-
Notifications
You must be signed in to change notification settings - Fork 13
3.1 The very horrific story of the reference counter
There comes a time when a computer scientist will have to enter a secret world where the strongest mind can turn in a few hours into a drooling and stuttering wreck. A terrifying world that transforms the slightest bug into a thick brute more dangerous than a werewolf on a full moon day. A world made for minds that have not yet been born. I obviously want to talk about multithreading.
I had created a small Tamgu program whose purpose was to test the strength of my thread implementation. In a graphic window, a multitude of small circles swirled without ever touching each other, chasing a red circle that bounced in every corner of the screen. Each of these circles was controlled by its own thread.
And the program was crashing....
Not in a neat way, in a specific location in the code. No, it would have been too simple. Actually, it would randomly crashed in the most unusual places in the code. But worse than that, it only crashed in release mode. When I executed it in the debugger, it worked perfectly.
And sometimes it didn't crash at all, running for hours without any problem. And sometimes, it would sundenly engage in an outrageous consumption of memory, often bringing my machine to its knees.
My mind was full of the most convoluted scenarios that I would test, my eyes burning while I would follow each creation and each destruction of objects, step by step in a debugger. But nothing seemed to make sense. Usually, there is a strange pleasure in discovering the origin of a bug, our mind lights up, a smile appears on our lips, we breathe a sigh of relief. But here, the more I tried to understand what was happening, the more frustration set in. I put traces everywhere in my code, which had the effect of suppressing the crashes. I began to suspect the compiler, the operating system (Windows). I could not understand how the presence of a "cout" could make a bug disappear.
In desperation, I applied Sherlock Holmes' rule and decided to display the reference counter. Tamgu like many other languages uses a reference counter to track the life cycle of an object. When this counter goes to zero the object is destroyed. Until then, I had not given this counter any thought. It was a simple integer that was incremented or decremented according to needs. I didn't see how it could be a source of trouble.
However, during an execution, I saw that a reference counter was set to 2... It should have been set to 1.
It seemed like a tiny detail, but suddenly I could see the reason why sometimes the program over-consummed memory. If this counter was at 2, it could never go back to 0 later and therefore the object in question would never be destroyed.
I went back into debugging to try to find out where this counter might have been incremented once too many. Nothing, nada, zilch...
My frustration increased a notch... Maybe under Linux, I'll have more luck...
I ran the program under "gdb" and again nothing happened. The program was working properly. The release version, on the other hand, crashed with even more conviction than on Windows and in even more improbable places.
I explored Stack Overflow to look at the most common type of errors in multithreading. But I couldn't find anything conclusive.
Then during a test on Linux, I saw that a reference counter was set to 0. It should have been set to 1.
The program crashed right after....
I suddenly understood that these two bugs were connected.
And the light came on....
In fact, the code crashed because the reading, arithmetic and writing operations were all dissociated from each other.

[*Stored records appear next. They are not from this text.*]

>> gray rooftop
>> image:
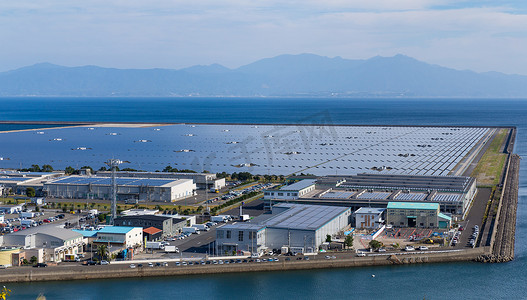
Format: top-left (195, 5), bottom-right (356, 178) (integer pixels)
top-left (264, 203), bottom-right (349, 231)
top-left (9, 225), bottom-right (83, 241)
top-left (354, 207), bottom-right (386, 215)
top-left (320, 173), bottom-right (475, 193)
top-left (279, 179), bottom-right (317, 191)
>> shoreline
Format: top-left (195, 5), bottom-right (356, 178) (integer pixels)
top-left (0, 248), bottom-right (488, 283)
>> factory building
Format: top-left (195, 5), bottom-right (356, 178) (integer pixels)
top-left (96, 171), bottom-right (225, 190)
top-left (1, 226), bottom-right (84, 262)
top-left (43, 176), bottom-right (197, 202)
top-left (266, 173), bottom-right (476, 218)
top-left (0, 171), bottom-right (64, 196)
top-left (354, 207), bottom-right (385, 229)
top-left (216, 203), bottom-right (351, 255)
top-left (92, 226), bottom-right (143, 249)
top-left (386, 202), bottom-right (452, 229)
top-left (263, 179), bottom-right (316, 201)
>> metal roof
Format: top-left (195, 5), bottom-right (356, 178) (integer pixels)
top-left (10, 225), bottom-right (82, 241)
top-left (48, 176), bottom-right (185, 187)
top-left (264, 203), bottom-right (350, 231)
top-left (97, 226), bottom-right (139, 234)
top-left (354, 207), bottom-right (386, 215)
top-left (438, 212), bottom-right (452, 221)
top-left (72, 229), bottom-right (99, 238)
top-left (387, 202), bottom-right (439, 210)
top-left (279, 179), bottom-right (317, 191)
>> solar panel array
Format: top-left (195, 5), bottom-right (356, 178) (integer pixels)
top-left (0, 124), bottom-right (491, 176)
top-left (394, 193), bottom-right (427, 201)
top-left (357, 192), bottom-right (391, 200)
top-left (51, 176), bottom-right (176, 187)
top-left (320, 191), bottom-right (355, 199)
top-left (433, 193), bottom-right (462, 202)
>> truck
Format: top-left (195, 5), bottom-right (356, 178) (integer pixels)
top-left (145, 242), bottom-right (165, 250)
top-left (240, 214), bottom-right (250, 221)
top-left (164, 245), bottom-right (179, 253)
top-left (64, 254), bottom-right (81, 262)
top-left (211, 215), bottom-right (231, 223)
top-left (20, 212), bottom-right (36, 219)
top-left (182, 227), bottom-right (199, 234)
top-left (21, 219), bottom-right (37, 227)
top-left (192, 224), bottom-right (210, 231)
top-left (209, 188), bottom-right (219, 193)
top-left (88, 209), bottom-right (98, 216)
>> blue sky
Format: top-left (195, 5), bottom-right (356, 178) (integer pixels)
top-left (1, 1), bottom-right (527, 75)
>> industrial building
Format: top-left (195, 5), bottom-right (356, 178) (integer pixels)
top-left (143, 227), bottom-right (163, 241)
top-left (0, 170), bottom-right (64, 196)
top-left (114, 215), bottom-right (187, 237)
top-left (386, 202), bottom-right (452, 229)
top-left (92, 226), bottom-right (143, 249)
top-left (0, 226), bottom-right (84, 262)
top-left (263, 179), bottom-right (316, 200)
top-left (354, 207), bottom-right (385, 229)
top-left (266, 173), bottom-right (477, 218)
top-left (96, 171), bottom-right (225, 190)
top-left (216, 203), bottom-right (351, 255)
top-left (43, 175), bottom-right (197, 202)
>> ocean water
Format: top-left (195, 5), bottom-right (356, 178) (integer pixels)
top-left (2, 97), bottom-right (526, 299)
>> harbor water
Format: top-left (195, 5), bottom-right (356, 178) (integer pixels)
top-left (1, 97), bottom-right (526, 299)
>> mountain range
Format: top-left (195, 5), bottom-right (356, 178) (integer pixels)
top-left (1, 54), bottom-right (527, 97)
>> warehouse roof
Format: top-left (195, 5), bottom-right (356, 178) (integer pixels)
top-left (279, 179), bottom-right (317, 191)
top-left (354, 207), bottom-right (385, 215)
top-left (97, 226), bottom-right (139, 234)
top-left (72, 229), bottom-right (99, 238)
top-left (48, 176), bottom-right (190, 188)
top-left (387, 202), bottom-right (439, 210)
top-left (115, 215), bottom-right (170, 222)
top-left (265, 203), bottom-right (350, 231)
top-left (11, 225), bottom-right (82, 241)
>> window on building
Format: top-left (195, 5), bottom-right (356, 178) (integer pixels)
top-left (226, 230), bottom-right (231, 239)
top-left (430, 223), bottom-right (434, 227)
top-left (278, 193), bottom-right (283, 196)
top-left (420, 223), bottom-right (424, 226)
top-left (238, 231), bottom-right (244, 242)
top-left (400, 222), bottom-right (404, 225)
top-left (217, 230), bottom-right (224, 239)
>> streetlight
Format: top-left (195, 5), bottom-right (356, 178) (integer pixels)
top-left (104, 159), bottom-right (129, 225)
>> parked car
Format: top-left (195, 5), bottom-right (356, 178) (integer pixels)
top-left (404, 246), bottom-right (415, 251)
top-left (418, 246), bottom-right (429, 251)
top-left (100, 260), bottom-right (109, 265)
top-left (129, 264), bottom-right (136, 268)
top-left (33, 263), bottom-right (48, 268)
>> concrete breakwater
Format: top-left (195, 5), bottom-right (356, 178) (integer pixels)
top-left (0, 248), bottom-right (487, 283)
top-left (477, 154), bottom-right (520, 263)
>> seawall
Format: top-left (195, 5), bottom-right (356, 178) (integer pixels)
top-left (0, 248), bottom-right (487, 283)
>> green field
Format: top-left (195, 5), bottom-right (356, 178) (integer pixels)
top-left (470, 129), bottom-right (509, 186)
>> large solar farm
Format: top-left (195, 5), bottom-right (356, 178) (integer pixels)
top-left (0, 123), bottom-right (494, 176)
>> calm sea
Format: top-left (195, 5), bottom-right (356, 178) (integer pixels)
top-left (2, 97), bottom-right (526, 299)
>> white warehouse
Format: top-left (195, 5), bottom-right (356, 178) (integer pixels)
top-left (43, 176), bottom-right (196, 202)
top-left (216, 203), bottom-right (351, 255)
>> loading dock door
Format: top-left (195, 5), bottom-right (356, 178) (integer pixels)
top-left (407, 216), bottom-right (417, 227)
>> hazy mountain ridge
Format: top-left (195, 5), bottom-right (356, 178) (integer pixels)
top-left (1, 54), bottom-right (527, 97)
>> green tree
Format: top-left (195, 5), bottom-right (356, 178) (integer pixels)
top-left (65, 166), bottom-right (76, 174)
top-left (26, 187), bottom-right (36, 198)
top-left (41, 164), bottom-right (54, 172)
top-left (344, 235), bottom-right (354, 248)
top-left (30, 256), bottom-right (38, 265)
top-left (97, 244), bottom-right (109, 261)
top-left (369, 240), bottom-right (383, 250)
top-left (326, 234), bottom-right (332, 243)
top-left (29, 164), bottom-right (41, 172)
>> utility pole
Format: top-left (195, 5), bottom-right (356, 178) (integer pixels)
top-left (105, 159), bottom-right (129, 225)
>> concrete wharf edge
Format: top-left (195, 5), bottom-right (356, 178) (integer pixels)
top-left (0, 248), bottom-right (487, 283)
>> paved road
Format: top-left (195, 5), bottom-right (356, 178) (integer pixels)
top-left (454, 187), bottom-right (491, 249)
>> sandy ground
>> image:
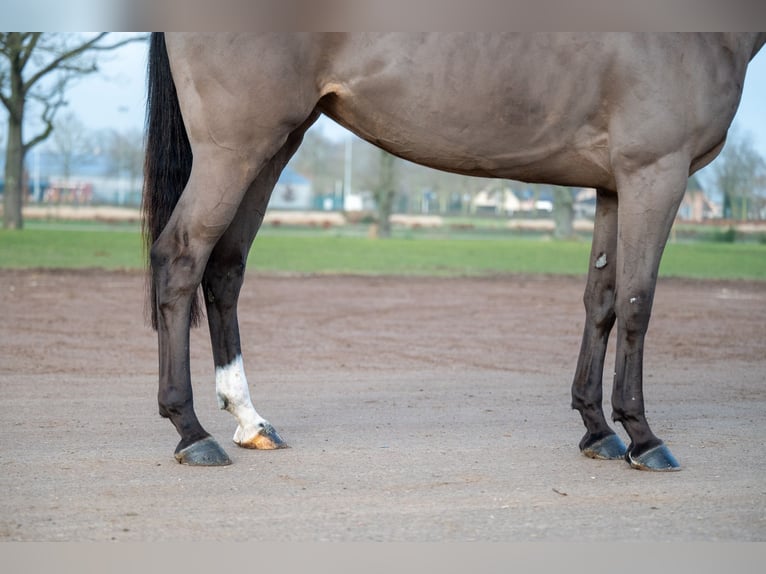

Let's take a simple example. We will assume that the initial reference counter value is 1.
reference+++; (thread 1)
reference--; (thread 2)
These two operations can be represented by the following six instructions:
1. reading the reference (thread 1)
2. increment of the reference (thread 1)
3. writing the new reference (thread 1)
———
4. reading the reference (thread 2)
5. decrement of the reference (thread 2)
6. writing the new reference (thread 2)
Unfortunately, in a multithreaded program, these instructions can be mixed freely...
Crashing
1. reading the reference, we read 1 (thread 1)
4. reading the reference, we read 1 again (thread 2)
ARGH...
2. increment of the value (thread 1) --> value is now 2
5. decrement of the value (thread 2) --> value is now 0
Then decoherence unfolds...
3. writing the value 2 to memory (thread 1) --> write 2
6. writing the value 0 to memory (thread 2) --> overwrite 2 with the value 0
This leads to the destruction of the object.
The program crashes, the object was still in use...
As long as the memory cell containing the reference has not been written, it is 1 for both readings. The calculations are done in parallel and therefore lead to two different values. Depending on the order of operations 3 and 6, this leads either to the destruction of the object or to its indestructibility.
Indestructible
…
6. writing the value 0 to memory (thread 2) --> write 0
3. writing the value 2 to memory (thread 1) --> overwrite 0 with the value 2.
We will no longer be able to destroy this object.
The solution was extremely simple, we only needed to declare the reference counter as an "atomic" value.
std::atomic<short> reference;
An "atomic" value allows to synchronize readings and writings in a multithreaded program, which help avoid this type of bugs. The fact that the program does not crash in debug mode is due to the fact that since execution is slower, the risk of mixing instructions is much lower.
I never thought that simple mathematical operations on an integer could have such a big impact on my code.